Latin America’s Missing Middles
Decades of weak growth in Latin America have left large parts of the population economically vulnerable. But by taking advantage of digital disruption, the region has a golden opportunity to nurture faster growth that benefits everyone.
MEXICO CITY – Once the world’s most prosperous emerging-market region, Latin America is in danger of being overtaken by its peers, owing to its sluggish and unevenly distributed growth. To break that pattern and make growth more dynamic and inclusive, Latin American economies must fill two “missing middles”: a lack of medium-size firms that can foster competition, and too few middle-class consumers whose spending could create much-needed demand. Harnessing the power of new digital technologies will be crucial to meeting both imperatives.

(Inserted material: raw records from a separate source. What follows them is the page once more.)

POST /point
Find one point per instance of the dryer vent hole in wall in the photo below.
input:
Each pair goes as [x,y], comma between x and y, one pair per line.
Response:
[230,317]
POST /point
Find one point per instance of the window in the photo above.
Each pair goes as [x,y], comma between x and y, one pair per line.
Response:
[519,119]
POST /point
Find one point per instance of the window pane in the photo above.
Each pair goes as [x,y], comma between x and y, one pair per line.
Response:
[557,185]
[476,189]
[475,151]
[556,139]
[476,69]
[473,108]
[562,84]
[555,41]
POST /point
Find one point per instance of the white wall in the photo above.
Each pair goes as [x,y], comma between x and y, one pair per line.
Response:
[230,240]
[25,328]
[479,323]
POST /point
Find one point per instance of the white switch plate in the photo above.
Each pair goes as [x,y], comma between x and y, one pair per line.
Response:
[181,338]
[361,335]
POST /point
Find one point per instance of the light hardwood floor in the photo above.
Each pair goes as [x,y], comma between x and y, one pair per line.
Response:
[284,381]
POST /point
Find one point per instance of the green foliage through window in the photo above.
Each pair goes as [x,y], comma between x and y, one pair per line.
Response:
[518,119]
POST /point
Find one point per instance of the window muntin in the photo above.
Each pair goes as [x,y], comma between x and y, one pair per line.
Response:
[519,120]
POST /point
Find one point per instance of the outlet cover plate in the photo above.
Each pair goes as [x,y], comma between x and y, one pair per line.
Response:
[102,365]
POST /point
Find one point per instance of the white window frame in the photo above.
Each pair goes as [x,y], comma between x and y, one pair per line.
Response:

Despite reform initiatives and poverty reduction, the region’s economies are struggling. GDP growth in the region averaged just 2.8% per year between 2000 and 2016, well below the 4.8% average rate in 56 other emerging economies. Moreover, labor-force expansion accounted for 72% of Latin America’s growth over that period. As fertility rates fall, the region will need to increase productivity to compensate.
Although Latin America is home to some highly productive global companies, it lacks the backbone of midsize firms that drive innovation and competition – and create productive, well-paying jobs – in more vibrant economies. The region has fewer large- and medium-size firms (with more than $50 million in annual revenue) than Turkey, India, South Africa, and many high-performing Asian emerging-market economies; and those it does have are far less productive than its large businesses. Compounding the problem, many Latin American economies have a long tail of small, often informal companies that collectively employ millions, but that hold back growth because of their low productivity.